Weber Friedrich, Detzner Michael
Neurochirurgische Klinik, Kliniken der Stadt Köln gGmbH, Köln, Germany.
Oper Orthop Traumatol. 2010 Nov;22(5-6):468-79. doi: 10.1007/s00064-010-9031-8.
Treatment of radicular or myelopathic symptoms of the vertebral segments from C2 through Th1.
Discogenic and/or spondylotic radiculopathy. Acute myelopathy. Acute or progressive functional neurological deficit. Persistent pain resistant toward conservative treatment for > 6 weeks.
Chronic myelopathy. Spondylotic myelopathy. Infection. Tumor in the vertebral segment. Ossification of the posterior longitudinal ligament (OPLL). Metabolic bone disease. Osteoporosis. Long-lasting steroid medication. Allergy to titanium, polyurethane and ethylene oxide. Bekhterev's disease. Bony segmental fusion. Instability.

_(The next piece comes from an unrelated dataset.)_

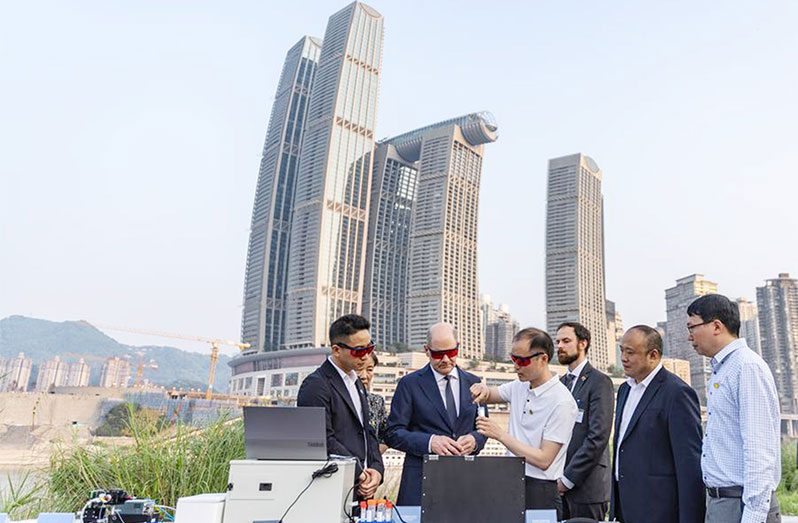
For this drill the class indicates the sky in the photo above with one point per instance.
(131, 135)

Using the Bryan Cervical Disc Template Set together with magnetic resonance or computer tomographic images, the exact size of the prosthesis will be selected. The patient is lying in a supine position and the level of surgery is verified fluoroscopically. Diskectomy and decompression are performed via an anterior approach. After preparation of the implant bed, the center of the disk space is established using a transverse centering tool and inserting the Bryan cervical distractor. Before the prosthesis can be inserted, the end plates have to be milled. The prosthesis is filled with sterile saline solution and inserted. Proper fitting is verified fluoroscopically.
Depending on the clinical situation postoperatively, the patient is discharged. Wound clamps are distracted on day 8, support by a cervical collar is not necessary. Light physical manipulations for muscle relaxation can be performed.

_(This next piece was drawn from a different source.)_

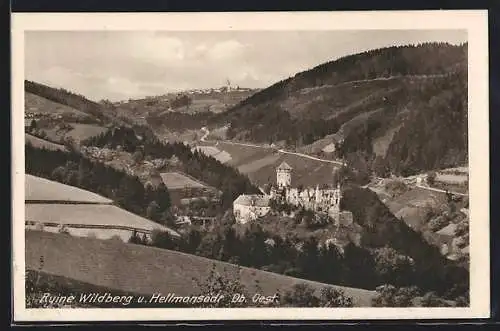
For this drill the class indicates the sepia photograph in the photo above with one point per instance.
(260, 168)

Since 2002, 178 patients have received at least one Bryan Cervical Disc Prosthesis. 92 patients had a complete follow- up. Examinations were performed 8 and 12 weeks, respectively, as well as 6 up to 44 months postoperatively. 29 patients received a hybrid implantation. Cobb's angle and range of motion were determined radiologically, the degree of heterotopic ossification was classified according to McAfee. Disk prosthesis placement was measured in relation to the dorsal edge of the vertebral body, the center of the spine, as well as the body axes. For clinical evaluation, the Oswestry Neck Disability Index was used, and the neurostatus was determined.
治疗C2至胸1椎体节段的神经根性或脊髓病性症状。
椎间盘源性和/或脊柱关节病性神经根病。急性脊髓病。急性或进行性功能性神经功能缺损。对保守治疗抵抗超过6周的持续性疼痛。

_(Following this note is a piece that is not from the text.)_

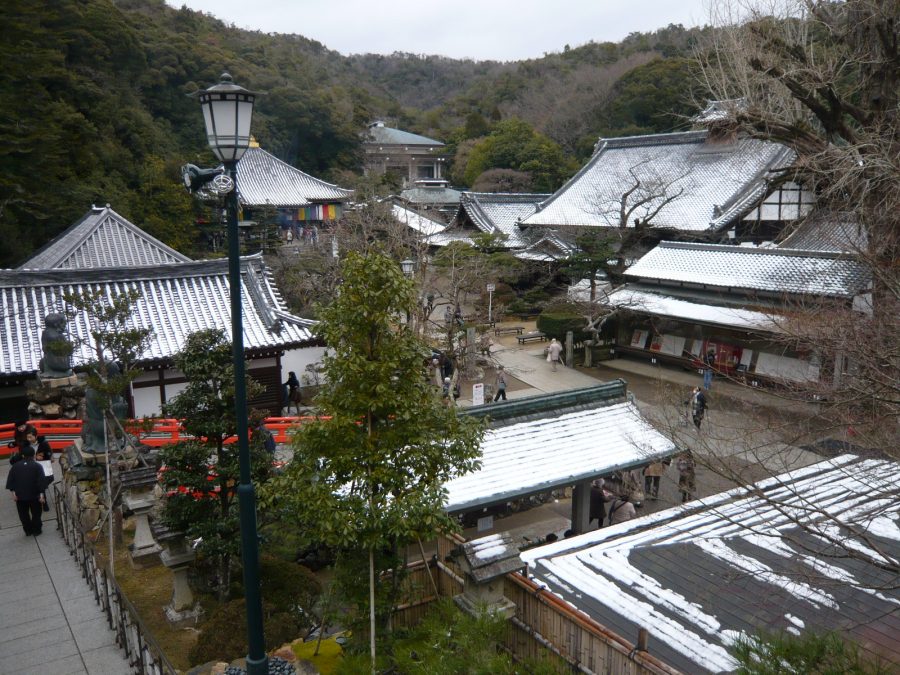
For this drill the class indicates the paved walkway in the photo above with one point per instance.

慢性脊髓病。脊柱关节病性脊髓病。感染。椎体节段肿瘤。后纵韧带骨化(OPLL)。代谢性骨病。骨质疏松症。长期使用类固醇药物。对钛、聚氨酯和环氧乙烷过敏。贝赫捷列夫病。骨节段融合。不稳定。
使用Bryan颈椎间盘模板套装以及磁共振或计算机断层扫描图像,选择假体的确切尺寸。患者仰卧位,通过荧光透视确认手术节段。经前路进行椎间盘切除术和减压。准备好植入床后,使用横向定心工具并插入Bryan颈椎撑开器确定椎间盘间隙中心。在插入假体之前,必须对终板进行铣削。假体填充无菌盐溶液后插入。通过荧光透视确认合适的贴合度。
根据术后临床情况,患者出院。术后第8天拆除伤口夹,无需颈托支撑。可进行轻度物理手法以放松肌肉。
自2002年以来,178例患者至少接受了一个Bryan颈椎间盘假体。92例患者进行了完整随访。分别在术后8周和12周以及术后6个月至44个月进行检查。29例患者接受了混合植入。通过放射学方法确定Cobb角和活动范围,根据McAfee对异位骨化程度进行分类。测量椎间盘假体相对于椎体后缘、脊柱中心以及身体轴线的位置。临床评估采用Oswestry颈部功能障碍指数,并确定神经状态。